Le romancier maghrébin Mohamed Dib affirmait que "l’oeuvre ne peut avoir de valeur que dans
la mesure où elle est enracinée, où elle puise sa
sève dans le pays auquel on appartient, où elle nous
introduit dans un monde qui est le nôtre avec ses
complexités et ses déchirements."
N’étant pas artistes, nous ne pourrions malheureusement
introduire le lecteur aux complexités ni aux déchirements
de l’Algérie, du Maroc ou de la Tunisie. Nous savons, par
ailleurs, que l’artiste ne réalise ce qu’attend de lui Dib que
s’il réussit d’abord à se comprendre lui-même.
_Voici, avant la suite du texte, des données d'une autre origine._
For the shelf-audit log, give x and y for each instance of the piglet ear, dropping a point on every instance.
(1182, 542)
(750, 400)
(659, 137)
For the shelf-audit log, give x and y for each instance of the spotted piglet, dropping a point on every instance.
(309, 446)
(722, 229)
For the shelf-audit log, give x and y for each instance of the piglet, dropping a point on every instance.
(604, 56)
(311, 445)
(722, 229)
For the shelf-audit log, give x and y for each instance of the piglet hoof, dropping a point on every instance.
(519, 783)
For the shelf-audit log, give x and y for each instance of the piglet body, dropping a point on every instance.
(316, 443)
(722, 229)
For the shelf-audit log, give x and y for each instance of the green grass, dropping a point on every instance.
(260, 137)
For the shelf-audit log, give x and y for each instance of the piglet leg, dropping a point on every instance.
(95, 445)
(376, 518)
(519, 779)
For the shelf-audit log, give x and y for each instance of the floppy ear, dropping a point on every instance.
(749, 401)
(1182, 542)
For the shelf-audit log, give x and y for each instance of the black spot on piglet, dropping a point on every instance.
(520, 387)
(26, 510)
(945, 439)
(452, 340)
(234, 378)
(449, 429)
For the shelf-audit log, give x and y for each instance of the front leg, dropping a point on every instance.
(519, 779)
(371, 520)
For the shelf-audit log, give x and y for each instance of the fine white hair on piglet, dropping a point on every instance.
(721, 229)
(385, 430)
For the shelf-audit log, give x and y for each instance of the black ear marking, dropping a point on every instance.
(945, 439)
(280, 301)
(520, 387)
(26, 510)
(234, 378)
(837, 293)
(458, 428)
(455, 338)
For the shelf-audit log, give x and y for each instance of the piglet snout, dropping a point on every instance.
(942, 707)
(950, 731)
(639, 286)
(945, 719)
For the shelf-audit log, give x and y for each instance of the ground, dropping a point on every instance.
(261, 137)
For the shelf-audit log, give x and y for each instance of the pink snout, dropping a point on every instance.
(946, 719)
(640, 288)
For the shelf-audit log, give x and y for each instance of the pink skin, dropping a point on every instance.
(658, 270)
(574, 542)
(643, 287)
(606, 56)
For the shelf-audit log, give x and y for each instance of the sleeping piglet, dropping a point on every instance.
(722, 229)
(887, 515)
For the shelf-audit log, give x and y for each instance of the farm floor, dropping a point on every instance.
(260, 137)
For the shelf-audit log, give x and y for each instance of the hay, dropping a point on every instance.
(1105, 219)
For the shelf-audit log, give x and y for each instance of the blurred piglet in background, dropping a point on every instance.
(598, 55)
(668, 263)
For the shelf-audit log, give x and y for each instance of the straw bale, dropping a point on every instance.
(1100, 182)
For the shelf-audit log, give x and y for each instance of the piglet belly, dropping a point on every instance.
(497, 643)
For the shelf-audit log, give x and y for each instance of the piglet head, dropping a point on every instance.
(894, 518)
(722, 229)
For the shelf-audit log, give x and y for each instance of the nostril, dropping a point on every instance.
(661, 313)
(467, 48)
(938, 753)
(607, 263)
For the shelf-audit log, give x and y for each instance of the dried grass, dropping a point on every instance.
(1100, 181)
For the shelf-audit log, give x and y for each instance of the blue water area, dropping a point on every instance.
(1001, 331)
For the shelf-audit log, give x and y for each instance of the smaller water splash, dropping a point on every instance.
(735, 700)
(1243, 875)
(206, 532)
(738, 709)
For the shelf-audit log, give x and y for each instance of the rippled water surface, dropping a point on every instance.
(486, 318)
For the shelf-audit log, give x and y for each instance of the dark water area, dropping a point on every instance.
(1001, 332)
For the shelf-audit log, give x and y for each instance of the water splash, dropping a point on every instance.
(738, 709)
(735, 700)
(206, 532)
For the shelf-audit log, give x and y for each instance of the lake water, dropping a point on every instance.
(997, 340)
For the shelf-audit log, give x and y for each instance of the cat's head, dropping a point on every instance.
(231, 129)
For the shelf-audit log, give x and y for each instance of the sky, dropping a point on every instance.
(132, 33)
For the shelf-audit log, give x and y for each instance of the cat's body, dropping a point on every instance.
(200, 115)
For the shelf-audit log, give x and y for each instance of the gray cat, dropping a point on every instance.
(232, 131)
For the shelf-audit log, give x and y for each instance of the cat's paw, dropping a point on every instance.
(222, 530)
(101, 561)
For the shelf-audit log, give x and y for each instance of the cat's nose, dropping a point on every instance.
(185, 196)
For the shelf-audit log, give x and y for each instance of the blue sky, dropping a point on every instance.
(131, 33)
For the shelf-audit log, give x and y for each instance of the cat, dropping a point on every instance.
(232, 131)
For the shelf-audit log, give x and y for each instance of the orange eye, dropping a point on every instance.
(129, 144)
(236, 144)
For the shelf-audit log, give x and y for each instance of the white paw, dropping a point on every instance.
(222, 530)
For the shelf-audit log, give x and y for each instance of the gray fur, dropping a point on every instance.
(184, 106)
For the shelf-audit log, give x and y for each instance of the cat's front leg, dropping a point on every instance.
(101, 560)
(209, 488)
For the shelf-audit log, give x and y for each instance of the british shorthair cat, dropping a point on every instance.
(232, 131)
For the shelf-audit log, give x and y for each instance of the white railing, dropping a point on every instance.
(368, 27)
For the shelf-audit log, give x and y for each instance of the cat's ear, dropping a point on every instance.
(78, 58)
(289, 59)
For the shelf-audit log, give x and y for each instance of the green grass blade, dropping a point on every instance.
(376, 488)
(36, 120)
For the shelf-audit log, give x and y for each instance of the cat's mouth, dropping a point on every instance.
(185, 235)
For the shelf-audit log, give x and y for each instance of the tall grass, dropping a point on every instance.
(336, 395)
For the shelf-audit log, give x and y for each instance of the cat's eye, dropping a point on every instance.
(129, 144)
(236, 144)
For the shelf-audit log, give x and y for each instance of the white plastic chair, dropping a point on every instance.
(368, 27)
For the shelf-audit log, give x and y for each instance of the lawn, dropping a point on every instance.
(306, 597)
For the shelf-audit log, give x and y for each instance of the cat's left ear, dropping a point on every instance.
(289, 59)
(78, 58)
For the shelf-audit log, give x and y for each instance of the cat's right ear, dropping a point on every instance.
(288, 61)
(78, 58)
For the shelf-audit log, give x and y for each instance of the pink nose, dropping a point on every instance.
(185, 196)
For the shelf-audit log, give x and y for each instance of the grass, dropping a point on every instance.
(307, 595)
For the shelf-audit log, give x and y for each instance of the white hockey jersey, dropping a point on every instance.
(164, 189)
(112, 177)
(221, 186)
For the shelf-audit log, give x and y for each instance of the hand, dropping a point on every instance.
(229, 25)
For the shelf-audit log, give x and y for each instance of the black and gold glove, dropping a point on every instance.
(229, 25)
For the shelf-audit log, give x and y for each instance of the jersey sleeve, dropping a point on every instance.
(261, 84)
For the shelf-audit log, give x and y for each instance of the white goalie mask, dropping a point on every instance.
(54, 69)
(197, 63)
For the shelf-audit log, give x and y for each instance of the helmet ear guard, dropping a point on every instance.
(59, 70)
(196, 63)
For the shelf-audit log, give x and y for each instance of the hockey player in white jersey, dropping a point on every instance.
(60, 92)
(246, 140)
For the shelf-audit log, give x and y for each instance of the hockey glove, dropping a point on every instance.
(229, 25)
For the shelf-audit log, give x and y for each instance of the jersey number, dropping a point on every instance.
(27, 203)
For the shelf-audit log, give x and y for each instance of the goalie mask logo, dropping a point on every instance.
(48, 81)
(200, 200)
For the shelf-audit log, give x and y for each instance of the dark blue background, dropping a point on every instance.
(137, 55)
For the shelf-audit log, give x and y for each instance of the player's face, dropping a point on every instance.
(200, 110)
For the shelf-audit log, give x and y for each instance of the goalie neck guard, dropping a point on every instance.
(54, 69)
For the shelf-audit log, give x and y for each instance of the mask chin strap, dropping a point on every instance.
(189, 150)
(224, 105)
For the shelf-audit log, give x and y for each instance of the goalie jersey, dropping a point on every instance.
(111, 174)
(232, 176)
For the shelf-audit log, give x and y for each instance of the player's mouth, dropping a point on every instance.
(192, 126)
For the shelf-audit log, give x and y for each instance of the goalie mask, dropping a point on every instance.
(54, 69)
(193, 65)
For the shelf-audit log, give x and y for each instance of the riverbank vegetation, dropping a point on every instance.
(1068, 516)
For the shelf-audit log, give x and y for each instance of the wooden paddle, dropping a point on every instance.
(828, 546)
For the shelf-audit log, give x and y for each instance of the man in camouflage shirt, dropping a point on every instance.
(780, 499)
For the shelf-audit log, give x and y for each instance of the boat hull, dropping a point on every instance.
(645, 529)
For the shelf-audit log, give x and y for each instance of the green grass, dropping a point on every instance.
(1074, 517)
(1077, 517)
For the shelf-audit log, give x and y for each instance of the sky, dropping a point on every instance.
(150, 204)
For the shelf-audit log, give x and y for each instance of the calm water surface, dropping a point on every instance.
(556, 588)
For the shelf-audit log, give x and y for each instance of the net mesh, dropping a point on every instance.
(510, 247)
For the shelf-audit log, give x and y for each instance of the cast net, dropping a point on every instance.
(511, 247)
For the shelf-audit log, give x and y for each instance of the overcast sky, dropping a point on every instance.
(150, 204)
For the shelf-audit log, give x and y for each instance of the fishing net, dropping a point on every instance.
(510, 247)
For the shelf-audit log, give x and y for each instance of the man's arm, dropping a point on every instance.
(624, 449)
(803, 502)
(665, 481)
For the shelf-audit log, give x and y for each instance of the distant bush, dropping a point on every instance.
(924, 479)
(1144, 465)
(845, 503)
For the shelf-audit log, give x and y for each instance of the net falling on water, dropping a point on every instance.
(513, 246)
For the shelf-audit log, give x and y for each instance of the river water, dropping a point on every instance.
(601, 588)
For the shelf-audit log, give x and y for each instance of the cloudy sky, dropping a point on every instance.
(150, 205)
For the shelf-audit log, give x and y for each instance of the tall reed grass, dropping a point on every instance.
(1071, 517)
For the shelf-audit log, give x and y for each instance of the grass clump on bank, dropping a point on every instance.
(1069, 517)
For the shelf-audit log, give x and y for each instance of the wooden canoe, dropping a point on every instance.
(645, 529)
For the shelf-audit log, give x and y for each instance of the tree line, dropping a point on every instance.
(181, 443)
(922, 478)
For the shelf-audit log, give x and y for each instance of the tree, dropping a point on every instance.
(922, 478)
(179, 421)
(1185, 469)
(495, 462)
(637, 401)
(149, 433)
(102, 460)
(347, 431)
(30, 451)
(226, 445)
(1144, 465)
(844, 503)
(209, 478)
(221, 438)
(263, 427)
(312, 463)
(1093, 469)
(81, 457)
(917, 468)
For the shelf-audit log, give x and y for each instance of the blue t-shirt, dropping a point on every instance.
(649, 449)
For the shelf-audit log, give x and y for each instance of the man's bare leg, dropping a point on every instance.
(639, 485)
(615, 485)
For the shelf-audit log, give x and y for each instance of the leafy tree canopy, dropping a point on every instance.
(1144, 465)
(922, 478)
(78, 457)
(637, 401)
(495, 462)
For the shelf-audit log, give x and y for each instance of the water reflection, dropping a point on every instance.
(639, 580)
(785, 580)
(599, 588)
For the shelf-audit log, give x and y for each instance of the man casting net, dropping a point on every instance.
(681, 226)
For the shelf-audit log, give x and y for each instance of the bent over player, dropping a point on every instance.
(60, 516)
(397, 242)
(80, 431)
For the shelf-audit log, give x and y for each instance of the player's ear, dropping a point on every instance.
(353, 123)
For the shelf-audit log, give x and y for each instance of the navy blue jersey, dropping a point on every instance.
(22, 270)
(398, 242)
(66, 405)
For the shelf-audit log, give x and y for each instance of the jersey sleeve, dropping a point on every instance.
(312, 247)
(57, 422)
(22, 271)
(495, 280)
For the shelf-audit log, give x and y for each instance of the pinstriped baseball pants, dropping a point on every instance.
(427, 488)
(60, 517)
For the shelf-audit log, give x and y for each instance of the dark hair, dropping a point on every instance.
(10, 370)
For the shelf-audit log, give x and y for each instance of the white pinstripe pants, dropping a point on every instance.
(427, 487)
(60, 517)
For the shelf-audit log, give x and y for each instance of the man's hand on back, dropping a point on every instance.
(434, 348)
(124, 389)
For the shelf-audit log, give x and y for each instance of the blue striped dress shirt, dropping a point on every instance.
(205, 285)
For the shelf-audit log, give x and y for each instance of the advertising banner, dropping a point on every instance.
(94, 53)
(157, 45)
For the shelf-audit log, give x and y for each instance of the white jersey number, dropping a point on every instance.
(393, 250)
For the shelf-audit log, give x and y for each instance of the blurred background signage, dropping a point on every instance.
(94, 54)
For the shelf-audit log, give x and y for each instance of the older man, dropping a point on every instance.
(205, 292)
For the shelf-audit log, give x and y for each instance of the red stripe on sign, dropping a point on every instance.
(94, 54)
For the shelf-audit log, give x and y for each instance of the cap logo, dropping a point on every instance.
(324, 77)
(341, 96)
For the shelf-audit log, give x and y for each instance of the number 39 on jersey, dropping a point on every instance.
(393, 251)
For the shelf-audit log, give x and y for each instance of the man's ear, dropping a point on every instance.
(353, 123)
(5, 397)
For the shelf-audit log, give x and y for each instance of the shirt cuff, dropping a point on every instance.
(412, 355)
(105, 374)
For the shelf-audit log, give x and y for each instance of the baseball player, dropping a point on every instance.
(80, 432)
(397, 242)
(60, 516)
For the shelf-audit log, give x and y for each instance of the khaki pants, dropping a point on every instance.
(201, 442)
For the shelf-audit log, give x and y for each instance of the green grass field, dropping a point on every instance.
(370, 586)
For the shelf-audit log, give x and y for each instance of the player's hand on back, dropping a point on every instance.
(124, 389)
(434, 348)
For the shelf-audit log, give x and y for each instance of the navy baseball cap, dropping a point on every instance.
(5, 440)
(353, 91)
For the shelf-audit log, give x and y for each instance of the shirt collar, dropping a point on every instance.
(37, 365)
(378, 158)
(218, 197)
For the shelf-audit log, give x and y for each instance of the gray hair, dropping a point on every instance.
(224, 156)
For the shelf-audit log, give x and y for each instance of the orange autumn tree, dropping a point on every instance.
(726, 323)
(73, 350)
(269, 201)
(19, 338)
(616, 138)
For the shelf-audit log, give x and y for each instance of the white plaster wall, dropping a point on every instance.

Aussi, pour nous, l’oeuvre trouve-t-elle au commencement son
inspiration dans la qualité du regard que pose l’artiste sur
soi. Se comprendre, en effet. Se comprendre d’abord et avant tout.
Nous avons passé nos tendres enfances et une bonne partie de nos
capricieuses jeunesses dans les quartiers populaires, les ruelles
sinueuses, les chemins bourbeux des villes et villages du Maghreb. Et,
figurez-vous, nous ne regrettons rien. Notre enfance était belle
comme la baie d’Alger elle-même, et notre jeunesse fut remplie
des joies innocentes, presque naïves de ceux qui, n’ayant rien
d’autre à offrir, aiment vraiment, infiniment,
complètement. D’Alger à Tindouf, de Rabat à
Ouarzazate, de Tunis à Tataouine, chaque jour que Dieu faisait,
nous rencontrions la vie. Nous nous sentions vivre. Nous vivions
intensément nos plaisirs et nos déplaisirs. Nous
étions heureux, très heureux même.
Évidemment, comme beaucoup de Maghrébins, nous
maudissions souvent les jours qui nous ont vus naître dans ces
pays. Mais ce maudissement, maintenant nous le savons, était une
façon comme une autre d’exprimer nos amours et nos espoirs pour
nos pays. L’Algérie, le Maroc, la Tunisie, méritaient
mieux; voilà ce que criaient nos mauvaises humeurs et nos
ras-le-bol. Ils pleuraient un idéal manqué.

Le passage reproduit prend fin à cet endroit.